Fragen an Benjamin Faber

Sie sorgen für Töne, Klang und Atmosphäre in den Gemeinden – die Kirchenmusiker. Künstler sind sie, Pädagogen, Theologen, Veranstalter und Standbein des Gemeindelebens. Vielleicht mehr als das gesprochene Wort erreicht das musizierte Wort die Seele. Was treibt die „unsere“ Musiker an? Achtzehn Fragen haben wir ihnen gestellt.

Benjamin Faber

Worauf kommt es Ihnen als Chorleiter an?
Möglichst allen, die Lust haben in Gemeinschaft zu singen, die Teilhabe zu ermöglichen und sie dort abzuholen, wo sie sind.
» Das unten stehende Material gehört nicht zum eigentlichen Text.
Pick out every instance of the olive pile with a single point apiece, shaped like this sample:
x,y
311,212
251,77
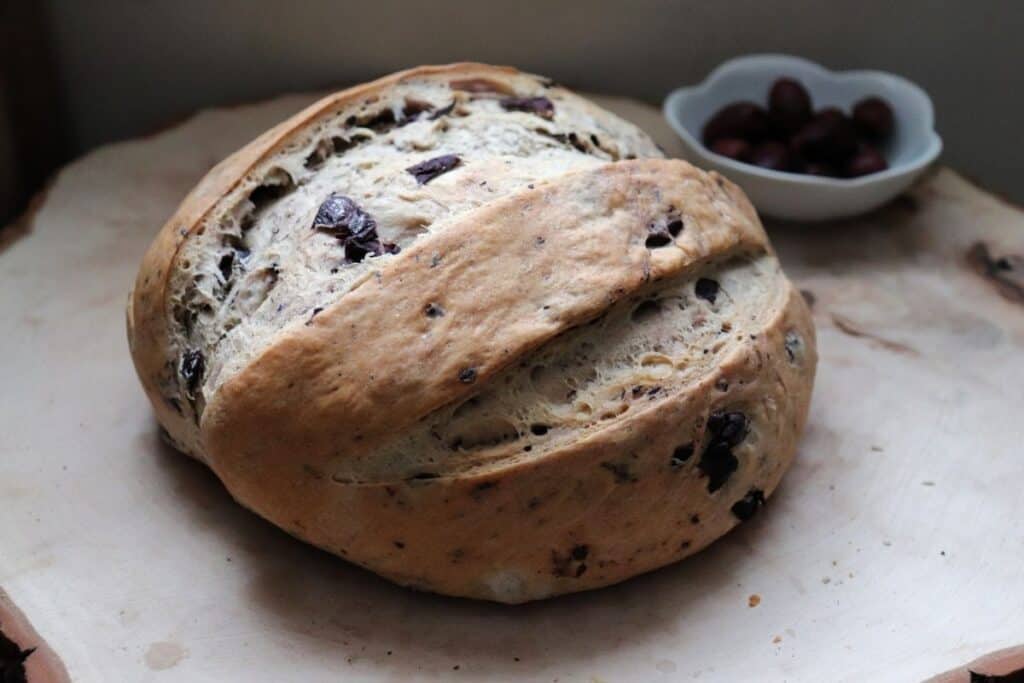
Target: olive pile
x,y
791,136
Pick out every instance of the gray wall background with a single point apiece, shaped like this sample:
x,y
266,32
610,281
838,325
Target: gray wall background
x,y
127,68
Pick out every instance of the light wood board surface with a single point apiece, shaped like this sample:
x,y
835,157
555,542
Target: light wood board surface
x,y
891,552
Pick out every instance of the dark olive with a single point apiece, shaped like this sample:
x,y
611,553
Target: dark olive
x,y
866,161
828,137
772,155
873,118
788,105
733,147
743,120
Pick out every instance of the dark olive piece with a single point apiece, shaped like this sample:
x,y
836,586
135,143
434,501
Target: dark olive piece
x,y
788,105
830,136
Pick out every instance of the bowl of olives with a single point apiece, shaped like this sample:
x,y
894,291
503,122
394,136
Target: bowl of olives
x,y
804,142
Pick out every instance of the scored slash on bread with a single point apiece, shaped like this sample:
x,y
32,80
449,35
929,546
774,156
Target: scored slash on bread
x,y
560,349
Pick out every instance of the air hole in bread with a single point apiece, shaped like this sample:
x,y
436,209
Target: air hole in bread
x,y
646,310
482,432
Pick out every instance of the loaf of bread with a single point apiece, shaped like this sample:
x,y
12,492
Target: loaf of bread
x,y
471,332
Was ist für Sie gute Musik?
In erster Linie Musik, die mich berührt und bewegt.

Welche Musik und/oder welcher Musiker inspiriert Sie?
Marco Beasley. Ed Sheeran. Bach.

CD oder Spotify?
CD.

Kopfhörer oder Lautsprecher?
Lautsprecher.

Klatschen in der Kirche – was halten Sie davon?
Na klaro.

Unplugged oder mit elektrischer Verstärkung?
Wenn möglich, unplugged – aber im Zweifelsfall lieber mit Verstärkung.

Auswendig oder mit Noten musizieren?
Kommt sehr drauf an – wenn die Musik bis ins kleinste Detail verinnerlicht ist, ist auswendig toll. Wenn das nicht geht, dann lieber mit Noten.
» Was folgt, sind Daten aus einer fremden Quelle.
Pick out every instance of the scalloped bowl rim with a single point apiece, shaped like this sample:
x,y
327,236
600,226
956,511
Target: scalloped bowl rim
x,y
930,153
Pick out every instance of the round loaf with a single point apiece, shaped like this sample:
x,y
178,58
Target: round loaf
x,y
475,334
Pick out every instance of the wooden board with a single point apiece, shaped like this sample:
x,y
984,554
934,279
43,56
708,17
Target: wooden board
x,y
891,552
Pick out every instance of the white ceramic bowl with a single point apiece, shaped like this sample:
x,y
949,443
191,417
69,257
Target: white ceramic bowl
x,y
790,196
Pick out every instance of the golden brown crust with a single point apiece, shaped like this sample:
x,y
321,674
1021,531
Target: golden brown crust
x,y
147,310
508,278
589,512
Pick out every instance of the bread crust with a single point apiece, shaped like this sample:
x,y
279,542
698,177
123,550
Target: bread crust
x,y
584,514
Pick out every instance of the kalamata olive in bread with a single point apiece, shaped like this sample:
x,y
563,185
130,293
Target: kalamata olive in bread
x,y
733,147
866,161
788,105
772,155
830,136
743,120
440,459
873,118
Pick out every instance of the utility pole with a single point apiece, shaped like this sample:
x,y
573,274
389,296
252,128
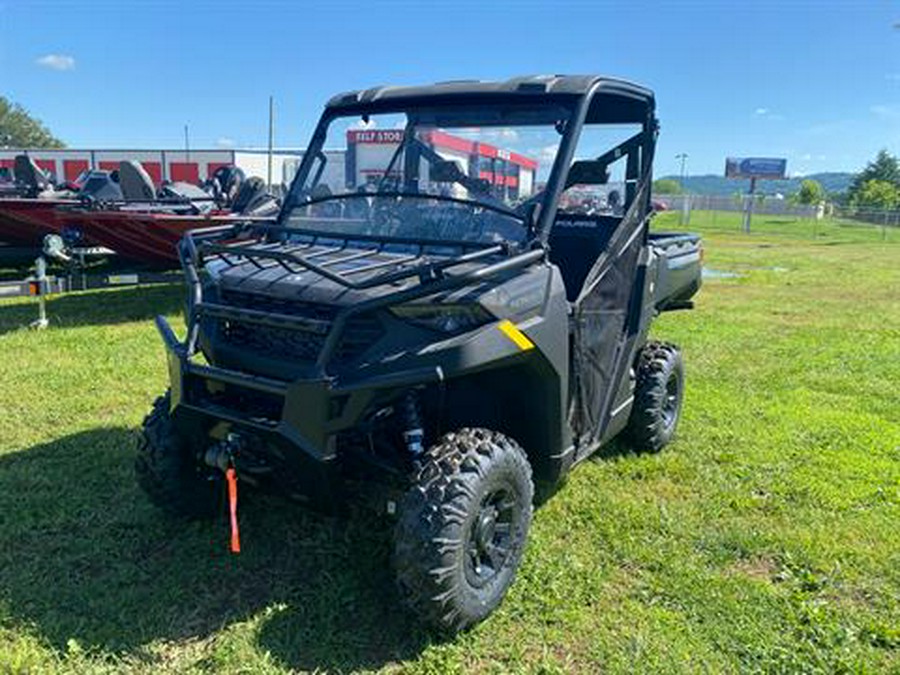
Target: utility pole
x,y
685,203
271,141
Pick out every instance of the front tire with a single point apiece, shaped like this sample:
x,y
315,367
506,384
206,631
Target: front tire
x,y
462,528
658,396
167,468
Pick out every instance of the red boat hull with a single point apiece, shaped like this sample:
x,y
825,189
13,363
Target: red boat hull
x,y
25,222
145,237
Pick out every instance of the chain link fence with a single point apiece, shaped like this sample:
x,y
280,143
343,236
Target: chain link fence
x,y
767,205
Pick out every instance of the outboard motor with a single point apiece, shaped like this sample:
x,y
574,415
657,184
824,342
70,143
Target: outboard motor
x,y
100,186
30,178
197,198
135,182
225,182
253,200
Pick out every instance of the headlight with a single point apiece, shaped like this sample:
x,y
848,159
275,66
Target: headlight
x,y
444,318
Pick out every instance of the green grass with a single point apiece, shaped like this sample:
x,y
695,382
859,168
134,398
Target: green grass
x,y
765,539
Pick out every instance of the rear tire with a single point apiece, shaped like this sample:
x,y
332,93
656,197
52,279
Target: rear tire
x,y
657,398
462,528
168,470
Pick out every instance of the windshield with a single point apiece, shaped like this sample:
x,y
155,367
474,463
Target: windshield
x,y
454,174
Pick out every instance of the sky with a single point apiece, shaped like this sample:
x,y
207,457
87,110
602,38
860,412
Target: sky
x,y
815,82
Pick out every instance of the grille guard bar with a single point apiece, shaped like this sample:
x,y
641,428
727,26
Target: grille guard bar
x,y
199,243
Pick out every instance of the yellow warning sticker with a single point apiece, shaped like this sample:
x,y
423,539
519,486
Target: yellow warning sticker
x,y
513,333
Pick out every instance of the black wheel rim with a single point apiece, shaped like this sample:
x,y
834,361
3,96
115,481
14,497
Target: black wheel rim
x,y
670,402
490,541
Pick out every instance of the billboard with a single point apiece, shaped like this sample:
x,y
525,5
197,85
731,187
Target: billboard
x,y
755,167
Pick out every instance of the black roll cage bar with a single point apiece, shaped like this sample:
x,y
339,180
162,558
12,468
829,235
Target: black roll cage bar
x,y
547,207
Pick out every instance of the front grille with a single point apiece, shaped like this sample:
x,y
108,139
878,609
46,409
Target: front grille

Verstärker, Lautsprecher, Mikrophone: Hilfe oder Ärgernis?
Kommt auch sehr drauf an – wenn ich mich selber drum kümmern muss, jedes Mal eine Hilfe mit Ärgernis über den großen Aufwand. Wenn sich wer drum kümmert, der weiß was er tut und was ich will: großartig!

EG (Evangelisches Gesangbuch) oder neue geistliche Lieder?
In beiden Kategorien finden sich schöne und auch weniger schöne Lieder, aber Tendenz eher: neue geistliche Lieder.

Gibt es einen Qualitätsunterschied zwischen „klassischer“ Kirchenmusik und populärer Kirchenmusik?
Ich denke, sowohl im E- als auch im U-Bereich findet man Qualität von bis.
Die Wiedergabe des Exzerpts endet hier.